The third day of the 2022 AIATSIS Summit opened in Twin Waters on Kabi Kabi Country in south-eastern Queensland today with a fresh influx of delegates and a focus that turned largely to native title matters.
Queensland South Native Title Services (QSNTS) is partnering with AIATSIS for the 2022 summit, which has the theme ‘navigating the spaces in between’. Around 1100 delegates will attend over the week, with 300 speakers.
Today’s program opened with a keynote address by the CEO of QSNTS, Kevin Smith, who offered an overview of the benefits, limitations and areas in need of further action resulting from the 1992 High Court Mabo decision that established the principle of native title.
‘The Mabo judgment gave us a chance to say: “this is our home,”’ Mr Smith said.
‘Native title is inalienable; it is technically forever.
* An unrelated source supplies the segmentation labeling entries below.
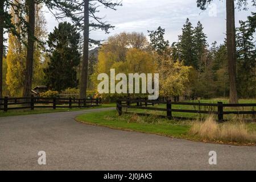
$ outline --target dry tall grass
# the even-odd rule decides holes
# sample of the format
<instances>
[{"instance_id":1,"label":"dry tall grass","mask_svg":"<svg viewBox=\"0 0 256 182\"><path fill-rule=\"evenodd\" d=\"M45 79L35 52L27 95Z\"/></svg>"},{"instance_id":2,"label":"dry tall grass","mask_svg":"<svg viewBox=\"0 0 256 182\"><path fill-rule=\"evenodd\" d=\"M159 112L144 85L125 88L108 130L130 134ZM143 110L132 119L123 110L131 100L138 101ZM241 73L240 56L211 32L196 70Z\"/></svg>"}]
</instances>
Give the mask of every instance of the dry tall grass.
<instances>
[{"instance_id":1,"label":"dry tall grass","mask_svg":"<svg viewBox=\"0 0 256 182\"><path fill-rule=\"evenodd\" d=\"M242 121L218 123L212 115L204 121L195 122L191 135L203 139L228 142L256 142L256 133L250 132Z\"/></svg>"}]
</instances>

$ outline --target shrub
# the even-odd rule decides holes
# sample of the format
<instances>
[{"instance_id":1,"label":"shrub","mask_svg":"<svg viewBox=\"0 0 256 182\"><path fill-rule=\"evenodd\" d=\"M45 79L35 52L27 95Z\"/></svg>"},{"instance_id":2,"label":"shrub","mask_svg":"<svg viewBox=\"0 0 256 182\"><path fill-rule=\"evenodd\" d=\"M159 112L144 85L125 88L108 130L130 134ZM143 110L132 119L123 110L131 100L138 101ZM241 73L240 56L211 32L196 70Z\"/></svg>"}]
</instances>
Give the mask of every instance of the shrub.
<instances>
[{"instance_id":1,"label":"shrub","mask_svg":"<svg viewBox=\"0 0 256 182\"><path fill-rule=\"evenodd\" d=\"M52 90L48 90L46 92L43 92L40 94L40 97L59 97L59 92L57 91L52 91Z\"/></svg>"},{"instance_id":2,"label":"shrub","mask_svg":"<svg viewBox=\"0 0 256 182\"><path fill-rule=\"evenodd\" d=\"M75 88L68 88L63 92L61 92L61 94L79 94L79 89Z\"/></svg>"}]
</instances>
The right to self-determination and its implementation is technically forever.’
However, Mr Smith noted that the legislative response to the Mabo decision was always a compromise, and that the 30 years since the Mabo decision have not been easy.
‘The Mabo judgment is often recalled as not only the start but also the high point of native title. Maybe frustrations come directly from our unrealised expectations or indeed misunderstandings of the Mabo judgment. But those challenges are negligible compared to the untold damage inflicted by the legal fiction of terra nullius that was perpetuated for over 200-odd years.
‘The Mabo judgment blew the grit away that had blinded this country for too long, rendering First Nations peoples legally invisible. If it wasn’t for the High Court saying “enough”, it was folly to think that the very institutions and powerful interests that backed them – who promulgated racist laws and policies for two centuries, that underwrote a perverse hegemony – would have spontaneously found a conscience and recognised First Nations.
‘But the co-plaintiffs in that historic victory shouted truth to that power and prevailed. That should be celebrated.’
Mr Smith identified affinity between the principles contained in the Native Title Act in Australia and those articulated in the United Nations Declaration on the Rights of Indigenous Peoples (UNDRIP) as adopted by the UN General Assembly in September 2007.
‘Together, native title and UNDRIP can assist with nation building. They are pillars set deep in the foundation of traditional law and custom that in turn builds a strong house for a First Nation to sustain itself and interact with the broader community.
‘A theory of change needs a governance model to drive it. One that takes into account the complexity of UNDRIP and native title. A model that comprehends that traditional law and custom is critical to traditional authority but also appreciates that other rights and interests need to be utilised. A model capable of scalability, to deal with opportunities and challenges associated with coexistence yet consistent with traditional laws and customs that unite regions.’
Other topics discussed today included heritage protection; progress with the Yoorook Justice Commission in Victoria; strengthening the place of Indigenous peoples in universities and concepts of ‘belonging’ in academia; environmental stewardship; storytelling and colonial control; Aboriginal women’s experiences of cultural renewal, identity, and healing; land and sea management; protecting cultural and intellectual property rights; First Nations-led fire management and innovative solutions.
The Kabi Kabi people, the Traditional Owners of the Sunshine Coast region, are the hosts for the 2022 AIATSIS Summit.